It took me a couple of tries to figure the technique out, but once I did, it was so cool to see the patterns appear on each nail! And I promise, it got easier with practice.
The trick I learned right off the bat is that it is VERY important to use room temperature water in a smaller sized dish - it can be a Tupperware container, plastic cup or shot glass. Just make sure there's enough space to dunk a finger (or two) at the same time, but not too much space or the colours will spread too far. I also had to experiment with a variety of different nail polishes to find ones with just enough density to float. I had originally wanted to use black, but my polish was a little too thin.

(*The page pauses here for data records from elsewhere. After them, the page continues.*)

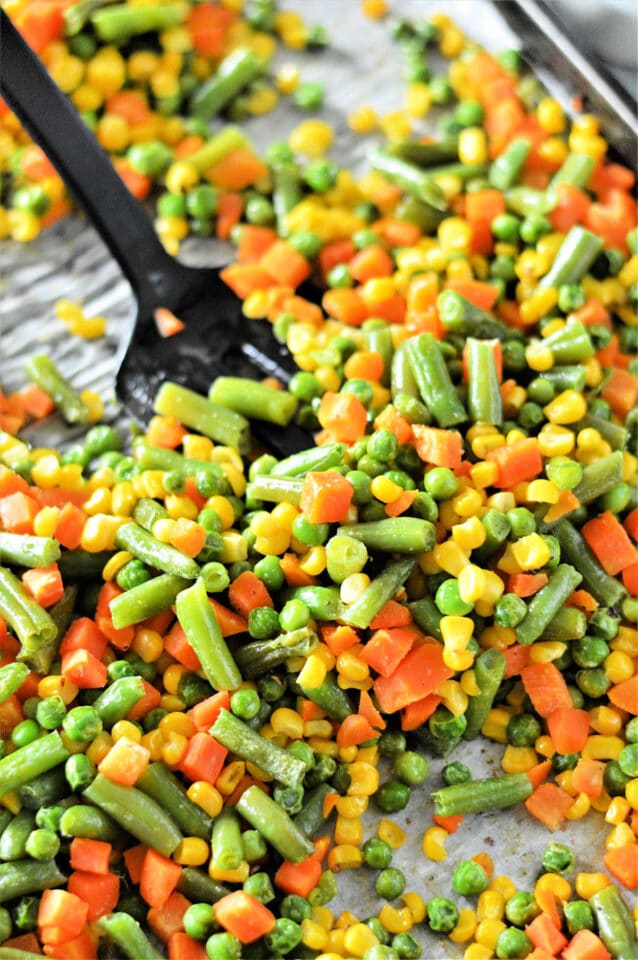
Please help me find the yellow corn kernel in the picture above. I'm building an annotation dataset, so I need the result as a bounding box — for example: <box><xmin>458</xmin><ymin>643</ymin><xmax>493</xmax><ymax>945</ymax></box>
<box><xmin>474</xmin><ymin>916</ymin><xmax>507</xmax><ymax>950</ymax></box>
<box><xmin>186</xmin><ymin>780</ymin><xmax>224</xmax><ymax>819</ymax></box>
<box><xmin>328</xmin><ymin>843</ymin><xmax>363</xmax><ymax>873</ymax></box>
<box><xmin>377</xmin><ymin>817</ymin><xmax>408</xmax><ymax>850</ymax></box>
<box><xmin>476</xmin><ymin>885</ymin><xmax>506</xmax><ymax>922</ymax></box>
<box><xmin>421</xmin><ymin>826</ymin><xmax>449</xmax><ymax>863</ymax></box>
<box><xmin>378</xmin><ymin>903</ymin><xmax>414</xmax><ymax>933</ymax></box>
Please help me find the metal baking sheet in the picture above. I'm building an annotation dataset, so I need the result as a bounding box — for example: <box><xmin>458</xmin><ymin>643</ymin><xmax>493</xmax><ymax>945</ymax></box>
<box><xmin>0</xmin><ymin>0</ymin><xmax>635</xmax><ymax>960</ymax></box>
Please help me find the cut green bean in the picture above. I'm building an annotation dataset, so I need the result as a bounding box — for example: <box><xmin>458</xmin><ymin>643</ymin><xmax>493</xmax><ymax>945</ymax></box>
<box><xmin>341</xmin><ymin>557</ymin><xmax>416</xmax><ymax>629</ymax></box>
<box><xmin>84</xmin><ymin>773</ymin><xmax>184</xmax><ymax>857</ymax></box>
<box><xmin>175</xmin><ymin>578</ymin><xmax>242</xmax><ymax>690</ymax></box>
<box><xmin>136</xmin><ymin>760</ymin><xmax>213</xmax><ymax>840</ymax></box>
<box><xmin>208</xmin><ymin>377</ymin><xmax>297</xmax><ymax>427</ymax></box>
<box><xmin>111</xmin><ymin>573</ymin><xmax>192</xmax><ymax>630</ymax></box>
<box><xmin>516</xmin><ymin>563</ymin><xmax>583</xmax><ymax>645</ymax></box>
<box><xmin>0</xmin><ymin>531</ymin><xmax>62</xmax><ymax>567</ymax></box>
<box><xmin>237</xmin><ymin>786</ymin><xmax>314</xmax><ymax>863</ymax></box>
<box><xmin>115</xmin><ymin>521</ymin><xmax>199</xmax><ymax>580</ymax></box>
<box><xmin>25</xmin><ymin>354</ymin><xmax>91</xmax><ymax>423</ymax></box>
<box><xmin>432</xmin><ymin>773</ymin><xmax>532</xmax><ymax>817</ymax></box>
<box><xmin>154</xmin><ymin>380</ymin><xmax>250</xmax><ymax>453</ymax></box>
<box><xmin>210</xmin><ymin>710</ymin><xmax>308</xmax><ymax>787</ymax></box>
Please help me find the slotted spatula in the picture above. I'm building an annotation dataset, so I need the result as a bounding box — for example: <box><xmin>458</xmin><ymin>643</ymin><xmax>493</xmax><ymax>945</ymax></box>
<box><xmin>0</xmin><ymin>9</ymin><xmax>312</xmax><ymax>457</ymax></box>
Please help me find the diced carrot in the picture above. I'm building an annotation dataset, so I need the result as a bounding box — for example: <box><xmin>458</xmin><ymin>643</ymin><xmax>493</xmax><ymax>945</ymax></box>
<box><xmin>604</xmin><ymin>843</ymin><xmax>638</xmax><ymax>890</ymax></box>
<box><xmin>485</xmin><ymin>437</ymin><xmax>543</xmax><ymax>490</ymax></box>
<box><xmin>507</xmin><ymin>573</ymin><xmax>549</xmax><ymax>598</ymax></box>
<box><xmin>54</xmin><ymin>503</ymin><xmax>87</xmax><ymax>550</ymax></box>
<box><xmin>607</xmin><ymin>674</ymin><xmax>638</xmax><ymax>716</ymax></box>
<box><xmin>67</xmin><ymin>870</ymin><xmax>120</xmax><ymax>922</ymax></box>
<box><xmin>370</xmin><ymin>600</ymin><xmax>412</xmax><ymax>630</ymax></box>
<box><xmin>547</xmin><ymin>707</ymin><xmax>589</xmax><ymax>753</ymax></box>
<box><xmin>321</xmin><ymin>287</ymin><xmax>368</xmax><ymax>327</ymax></box>
<box><xmin>188</xmin><ymin>690</ymin><xmax>230</xmax><ymax>732</ymax></box>
<box><xmin>374</xmin><ymin>643</ymin><xmax>454</xmax><ymax>713</ymax></box>
<box><xmin>213</xmin><ymin>888</ymin><xmax>276</xmax><ymax>943</ymax></box>
<box><xmin>60</xmin><ymin>617</ymin><xmax>108</xmax><ymax>660</ymax></box>
<box><xmin>98</xmin><ymin>737</ymin><xmax>151</xmax><ymax>787</ymax></box>
<box><xmin>275</xmin><ymin>857</ymin><xmax>322</xmax><ymax>898</ymax></box>
<box><xmin>525</xmin><ymin>913</ymin><xmax>567</xmax><ymax>957</ymax></box>
<box><xmin>61</xmin><ymin>649</ymin><xmax>107</xmax><ymax>690</ymax></box>
<box><xmin>412</xmin><ymin>423</ymin><xmax>463</xmax><ymax>470</ymax></box>
<box><xmin>179</xmin><ymin>731</ymin><xmax>228</xmax><ymax>783</ymax></box>
<box><xmin>525</xmin><ymin>783</ymin><xmax>574</xmax><ymax>830</ymax></box>
<box><xmin>521</xmin><ymin>663</ymin><xmax>572</xmax><ymax>717</ymax></box>
<box><xmin>228</xmin><ymin>570</ymin><xmax>273</xmax><ymax>620</ymax></box>
<box><xmin>0</xmin><ymin>491</ymin><xmax>40</xmax><ymax>533</ymax></box>
<box><xmin>561</xmin><ymin>930</ymin><xmax>611</xmax><ymax>960</ymax></box>
<box><xmin>300</xmin><ymin>466</ymin><xmax>354</xmax><ymax>523</ymax></box>
<box><xmin>22</xmin><ymin>563</ymin><xmax>64</xmax><ymax>607</ymax></box>
<box><xmin>140</xmin><ymin>849</ymin><xmax>182</xmax><ymax>907</ymax></box>
<box><xmin>581</xmin><ymin>510</ymin><xmax>638</xmax><ymax>576</ymax></box>
<box><xmin>146</xmin><ymin>890</ymin><xmax>191</xmax><ymax>943</ymax></box>
<box><xmin>359</xmin><ymin>626</ymin><xmax>419</xmax><ymax>677</ymax></box>
<box><xmin>401</xmin><ymin>693</ymin><xmax>441</xmax><ymax>733</ymax></box>
<box><xmin>572</xmin><ymin>757</ymin><xmax>605</xmax><ymax>800</ymax></box>
<box><xmin>69</xmin><ymin>837</ymin><xmax>113</xmax><ymax>873</ymax></box>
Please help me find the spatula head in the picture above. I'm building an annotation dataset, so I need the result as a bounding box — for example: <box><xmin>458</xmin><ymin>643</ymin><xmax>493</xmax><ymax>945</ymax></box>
<box><xmin>116</xmin><ymin>268</ymin><xmax>313</xmax><ymax>457</ymax></box>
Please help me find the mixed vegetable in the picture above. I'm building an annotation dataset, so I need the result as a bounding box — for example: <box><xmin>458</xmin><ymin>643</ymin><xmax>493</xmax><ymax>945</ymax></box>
<box><xmin>0</xmin><ymin>0</ymin><xmax>638</xmax><ymax>960</ymax></box>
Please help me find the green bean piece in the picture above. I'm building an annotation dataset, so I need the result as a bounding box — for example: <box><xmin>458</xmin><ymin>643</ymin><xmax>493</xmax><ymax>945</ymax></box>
<box><xmin>235</xmin><ymin>627</ymin><xmax>319</xmax><ymax>680</ymax></box>
<box><xmin>516</xmin><ymin>563</ymin><xmax>583</xmax><ymax>645</ymax></box>
<box><xmin>154</xmin><ymin>380</ymin><xmax>250</xmax><ymax>454</ymax></box>
<box><xmin>337</xmin><ymin>517</ymin><xmax>435</xmax><ymax>554</ymax></box>
<box><xmin>556</xmin><ymin>519</ymin><xmax>626</xmax><ymax>607</ymax></box>
<box><xmin>175</xmin><ymin>577</ymin><xmax>242</xmax><ymax>690</ymax></box>
<box><xmin>97</xmin><ymin>916</ymin><xmax>163</xmax><ymax>960</ymax></box>
<box><xmin>341</xmin><ymin>557</ymin><xmax>416</xmax><ymax>629</ymax></box>
<box><xmin>246</xmin><ymin>474</ymin><xmax>303</xmax><ymax>507</ymax></box>
<box><xmin>0</xmin><ymin>857</ymin><xmax>66</xmax><ymax>903</ymax></box>
<box><xmin>84</xmin><ymin>773</ymin><xmax>183</xmax><ymax>857</ymax></box>
<box><xmin>93</xmin><ymin>676</ymin><xmax>146</xmax><ymax>730</ymax></box>
<box><xmin>24</xmin><ymin>354</ymin><xmax>91</xmax><ymax>423</ymax></box>
<box><xmin>462</xmin><ymin>648</ymin><xmax>505</xmax><ymax>740</ymax></box>
<box><xmin>487</xmin><ymin>140</ymin><xmax>530</xmax><ymax>191</ymax></box>
<box><xmin>211</xmin><ymin>807</ymin><xmax>244</xmax><ymax>870</ymax></box>
<box><xmin>0</xmin><ymin>730</ymin><xmax>69</xmax><ymax>795</ymax></box>
<box><xmin>467</xmin><ymin>337</ymin><xmax>503</xmax><ymax>426</ymax></box>
<box><xmin>268</xmin><ymin>443</ymin><xmax>348</xmax><ymax>477</ymax></box>
<box><xmin>0</xmin><ymin>531</ymin><xmax>62</xmax><ymax>567</ymax></box>
<box><xmin>405</xmin><ymin>333</ymin><xmax>467</xmax><ymax>427</ymax></box>
<box><xmin>0</xmin><ymin>663</ymin><xmax>29</xmax><ymax>703</ymax></box>
<box><xmin>432</xmin><ymin>773</ymin><xmax>532</xmax><ymax>817</ymax></box>
<box><xmin>136</xmin><ymin>760</ymin><xmax>213</xmax><ymax>840</ymax></box>
<box><xmin>111</xmin><ymin>568</ymin><xmax>190</xmax><ymax>630</ymax></box>
<box><xmin>90</xmin><ymin>3</ymin><xmax>186</xmax><ymax>45</ymax></box>
<box><xmin>369</xmin><ymin>149</ymin><xmax>448</xmax><ymax>210</ymax></box>
<box><xmin>190</xmin><ymin>47</ymin><xmax>265</xmax><ymax>120</ymax></box>
<box><xmin>60</xmin><ymin>803</ymin><xmax>122</xmax><ymax>843</ymax></box>
<box><xmin>538</xmin><ymin>225</ymin><xmax>603</xmax><ymax>290</ymax></box>
<box><xmin>115</xmin><ymin>521</ymin><xmax>199</xmax><ymax>580</ymax></box>
<box><xmin>301</xmin><ymin>670</ymin><xmax>353</xmax><ymax>720</ymax></box>
<box><xmin>438</xmin><ymin>290</ymin><xmax>517</xmax><ymax>342</ymax></box>
<box><xmin>208</xmin><ymin>377</ymin><xmax>297</xmax><ymax>427</ymax></box>
<box><xmin>572</xmin><ymin>450</ymin><xmax>623</xmax><ymax>506</ymax></box>
<box><xmin>293</xmin><ymin>783</ymin><xmax>331</xmax><ymax>840</ymax></box>
<box><xmin>237</xmin><ymin>786</ymin><xmax>314</xmax><ymax>863</ymax></box>
<box><xmin>210</xmin><ymin>710</ymin><xmax>308</xmax><ymax>787</ymax></box>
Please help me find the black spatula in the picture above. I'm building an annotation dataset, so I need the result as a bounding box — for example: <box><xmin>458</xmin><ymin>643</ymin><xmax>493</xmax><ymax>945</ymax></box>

I started by painting all of my nails white, which helped the other colours appear brighter. I found it also very helpful for the water marble pattern to transfer onto a mostly dry base. Therefore, I waited roughly 15 minutes after painting my nails with this first coat before 'diving' into the fun part. While waiting, I taped around each nail to protect the surrounding skin from catching excess polish.
For this look I chose to use four different colours: orange, dark purple, light purple and neon green...a.k.a. my interpretation of Halloween colours. Another trick with this technique is to work fairly quick, so I found it handy to have the lids of each nail polish bottle unscrewed and ready to use. One at a time, I placed droplets of colour onto the surface of my room temperature water, being careful not to hold the brush too high or else the polish would sink to the bottom. I used the 'bullseye' design, which is created by dropping one colour in the centre of another, repeatedly until it looks like a shooting target.
The next step was also a bit of a learning process for me. Using a toothpick to 'draw' my design, I realized that it is imperative to not begin from the outermost edge. By the time I had finished creating my bullseye, the largest ring (the first colour we dropped) would be dry and appear to have a gummy texture. It would stick to the toothpick and just make everything very sloppy. Instead, I started a wee bit closer to the middle, which created much smoother lines.
Aiming for a pattern that I thought would look neat on my nail, I dunked my finger into the water. One more tip I learned: try to keep your finger on a 45 degree angle to avoid air bubbles.
While my nail was in the water, I used a toothpick to remove the remaining polish from the surface and around my finger. Once the top was clear, I pulled my nail out and took a look and marvelled at my design.
Finally, I removed the tape from each finger and used a Q-Tip with some nail polish remover to clean up any areas of skin that may have been smudged during the process.
I was so shocked at how many compliments I received from this manicure. Family members, friends and even strangers seemed so intrigued. It was quite fun to tell them "no, they're not stickers" and then giggle inside at how simple the nails were to create.
There may not be ghosts, or blood, or cobwebs, but I think this nail art is a more generic way to show Halloween spirit. Or...how psychedelically cool would it be paired with a 70s or disco themed costume? Otherwise, the colours can easily be changed and it can be worn as an eye-catching manicure at any time of the year!